Please click on the link above to open the paper for discussion

This paper is a PDF and is 1.7MB in size


Graham, this is about beer but there seems to be some saliva in it Graham, makes my mouth water!

[url][/url]In Ecuador they ferment corn liqour by masticating in the mouth and spitting it into the mother bowl where the rest of this liquid ferments, it's called chicha;I never have had it myself but it comes down from pre-colombian day's, now that has to be some interesting juice!


Yes I have used yoghurt in the dough, but not as an additive to sourdough.
There are some sourdoughs that are fed milk and are supposedly the one and all to make panettone. However I am not fond of them and prefer a normal well fed and eager wheat sourdough to the milk versions.
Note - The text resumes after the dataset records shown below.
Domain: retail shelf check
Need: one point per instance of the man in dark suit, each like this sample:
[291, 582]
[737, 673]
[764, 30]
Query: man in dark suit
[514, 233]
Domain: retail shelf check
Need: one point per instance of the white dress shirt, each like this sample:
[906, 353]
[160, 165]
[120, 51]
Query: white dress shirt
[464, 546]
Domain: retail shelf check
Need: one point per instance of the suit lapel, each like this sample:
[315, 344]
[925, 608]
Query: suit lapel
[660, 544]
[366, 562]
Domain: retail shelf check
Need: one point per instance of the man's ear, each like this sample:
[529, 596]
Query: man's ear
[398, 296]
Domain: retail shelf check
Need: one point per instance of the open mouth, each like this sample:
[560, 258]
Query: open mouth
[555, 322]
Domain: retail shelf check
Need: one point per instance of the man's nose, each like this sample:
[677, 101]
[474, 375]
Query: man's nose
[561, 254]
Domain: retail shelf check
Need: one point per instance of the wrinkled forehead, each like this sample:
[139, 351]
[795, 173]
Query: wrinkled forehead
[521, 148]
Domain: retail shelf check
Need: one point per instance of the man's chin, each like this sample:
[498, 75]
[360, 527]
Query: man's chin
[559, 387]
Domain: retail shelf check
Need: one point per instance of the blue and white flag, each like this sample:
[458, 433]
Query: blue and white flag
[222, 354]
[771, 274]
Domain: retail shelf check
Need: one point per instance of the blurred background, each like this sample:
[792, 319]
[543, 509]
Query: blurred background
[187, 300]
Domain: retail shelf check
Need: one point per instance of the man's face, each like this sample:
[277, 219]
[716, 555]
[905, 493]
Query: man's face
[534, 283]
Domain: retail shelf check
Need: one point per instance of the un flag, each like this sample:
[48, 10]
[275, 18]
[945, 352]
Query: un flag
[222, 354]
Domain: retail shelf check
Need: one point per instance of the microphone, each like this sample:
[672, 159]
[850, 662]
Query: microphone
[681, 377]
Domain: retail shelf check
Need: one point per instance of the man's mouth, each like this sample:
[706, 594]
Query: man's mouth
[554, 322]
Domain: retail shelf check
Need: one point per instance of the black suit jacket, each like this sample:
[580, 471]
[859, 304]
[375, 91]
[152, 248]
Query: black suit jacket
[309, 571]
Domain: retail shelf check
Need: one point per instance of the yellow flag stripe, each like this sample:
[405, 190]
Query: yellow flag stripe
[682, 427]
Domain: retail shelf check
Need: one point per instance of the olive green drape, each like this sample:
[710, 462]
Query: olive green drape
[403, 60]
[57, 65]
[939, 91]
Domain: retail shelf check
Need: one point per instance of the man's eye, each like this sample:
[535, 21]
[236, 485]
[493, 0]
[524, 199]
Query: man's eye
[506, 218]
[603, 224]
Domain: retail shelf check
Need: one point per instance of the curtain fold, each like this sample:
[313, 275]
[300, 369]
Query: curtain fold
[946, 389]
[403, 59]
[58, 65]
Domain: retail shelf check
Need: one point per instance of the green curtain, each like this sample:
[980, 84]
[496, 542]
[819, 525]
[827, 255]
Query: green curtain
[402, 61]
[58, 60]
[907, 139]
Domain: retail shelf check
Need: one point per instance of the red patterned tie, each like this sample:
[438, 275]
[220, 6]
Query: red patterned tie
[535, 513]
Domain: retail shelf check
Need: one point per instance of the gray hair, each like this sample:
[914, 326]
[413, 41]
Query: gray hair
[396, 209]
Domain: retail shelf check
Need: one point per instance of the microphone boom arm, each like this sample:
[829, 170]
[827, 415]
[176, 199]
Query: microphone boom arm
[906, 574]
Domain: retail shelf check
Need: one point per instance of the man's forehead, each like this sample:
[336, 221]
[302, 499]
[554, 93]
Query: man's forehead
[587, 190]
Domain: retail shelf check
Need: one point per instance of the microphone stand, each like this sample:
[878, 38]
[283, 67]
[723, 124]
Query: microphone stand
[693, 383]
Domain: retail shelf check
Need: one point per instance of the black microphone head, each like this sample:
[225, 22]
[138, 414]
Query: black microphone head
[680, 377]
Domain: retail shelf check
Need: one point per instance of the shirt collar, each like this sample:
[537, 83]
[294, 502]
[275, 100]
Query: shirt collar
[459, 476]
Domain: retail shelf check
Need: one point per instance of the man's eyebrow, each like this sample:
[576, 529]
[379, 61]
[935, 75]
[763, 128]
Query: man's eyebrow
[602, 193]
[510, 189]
What about using some pro biotic yoghurts that are very fasionable these days. Has any one tried adding it to a dough?

Black Dog

I don?t find anything in our salivary glands that can improve flavor of the bread.
What ever supposed improving effect in bread is a personal opinion of the individual that claim so but its a scientific consensus.

Thanks chembake.

Is there something present in the saliva derived LB organisms that add flavour characteristics to San Francisco Sourdough that are unique to SF Sourdough?
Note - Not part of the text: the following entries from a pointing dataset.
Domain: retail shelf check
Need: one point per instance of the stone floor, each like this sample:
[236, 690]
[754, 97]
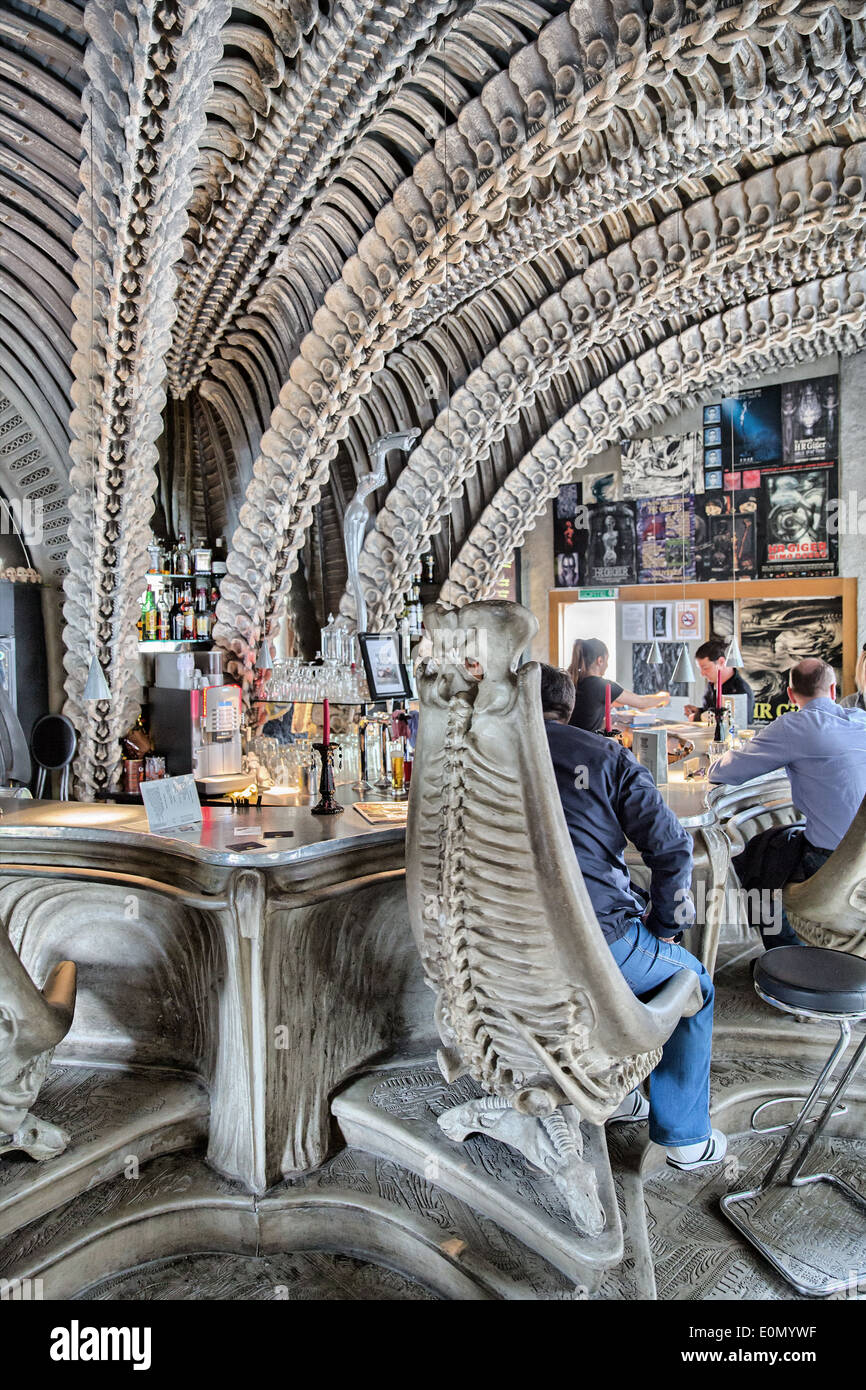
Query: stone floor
[307, 1241]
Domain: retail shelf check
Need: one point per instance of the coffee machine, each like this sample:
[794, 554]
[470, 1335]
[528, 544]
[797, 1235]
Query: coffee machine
[199, 731]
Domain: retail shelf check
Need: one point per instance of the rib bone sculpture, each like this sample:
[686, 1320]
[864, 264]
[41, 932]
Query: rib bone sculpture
[528, 998]
[32, 1022]
[829, 909]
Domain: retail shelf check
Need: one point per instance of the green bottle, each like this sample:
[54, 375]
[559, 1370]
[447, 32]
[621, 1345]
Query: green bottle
[149, 617]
In a nut shell the paper describes the ubiquitous presence of LB in the human body ..But what is considered as present in the human saliva cannot be construed as the most effective species to be used for sourdough cultures.
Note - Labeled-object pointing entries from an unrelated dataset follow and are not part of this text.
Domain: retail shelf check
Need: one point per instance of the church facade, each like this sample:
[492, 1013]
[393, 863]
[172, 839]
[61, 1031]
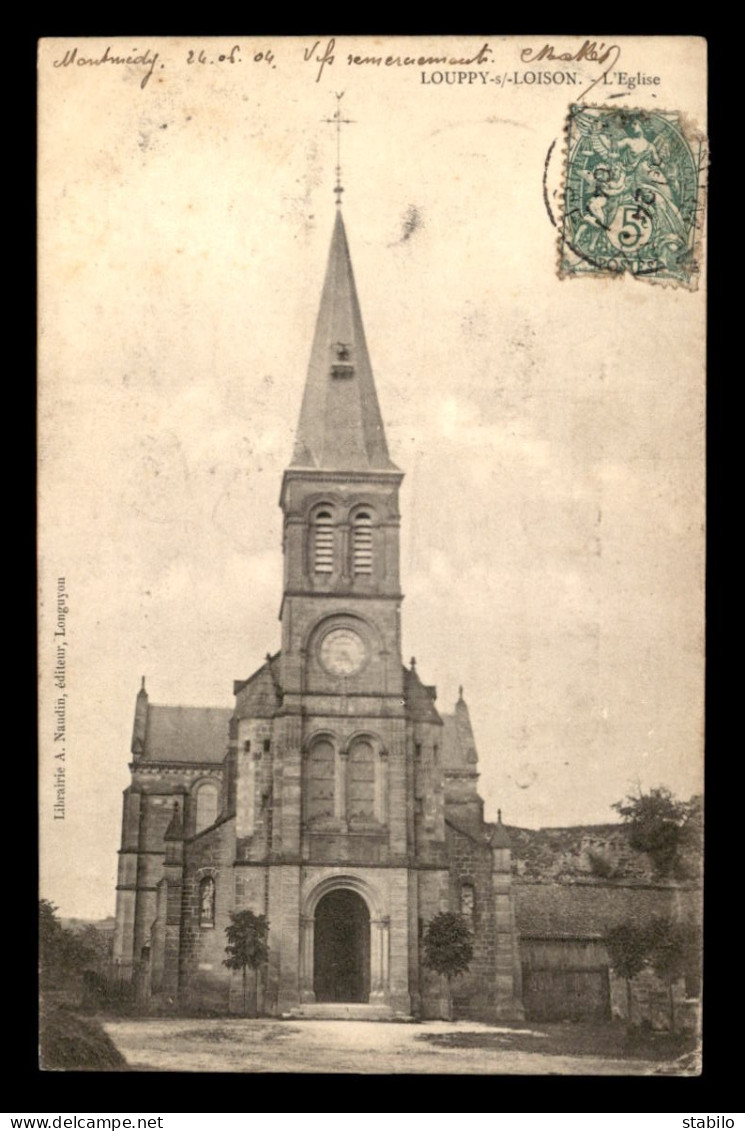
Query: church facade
[335, 797]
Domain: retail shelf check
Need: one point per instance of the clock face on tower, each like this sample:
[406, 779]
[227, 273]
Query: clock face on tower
[343, 652]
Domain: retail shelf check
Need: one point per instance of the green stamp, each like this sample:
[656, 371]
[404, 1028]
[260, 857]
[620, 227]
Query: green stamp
[633, 196]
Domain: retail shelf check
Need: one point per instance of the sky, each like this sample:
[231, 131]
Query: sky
[551, 431]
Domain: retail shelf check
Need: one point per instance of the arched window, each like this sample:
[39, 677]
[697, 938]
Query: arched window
[207, 901]
[323, 543]
[321, 770]
[207, 801]
[362, 544]
[362, 780]
[468, 903]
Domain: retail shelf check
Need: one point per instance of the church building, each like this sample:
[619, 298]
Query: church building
[335, 796]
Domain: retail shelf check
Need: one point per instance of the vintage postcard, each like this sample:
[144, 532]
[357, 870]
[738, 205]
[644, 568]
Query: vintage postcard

Spitting on the flour water mixture does not guarantee it will provide you a viable culture that you can use for sourdough bread preparation .....but only a possibility of putting various LB organisms which may or may not be useful for breadmaking


Well I think what contributes more from the human saliva is the amylase which deconstructs the starch. That was used in the "old" days when mashing the grains to make wort for beer.

I don't think any of the microorganisms in the human saliva can contribute positively to sourdough and I doubt any would survive the acidity, but you never know...

I so wish I hadn't clicked on this thread.. :)

I thought of coughing in my starter to see if that had any effect.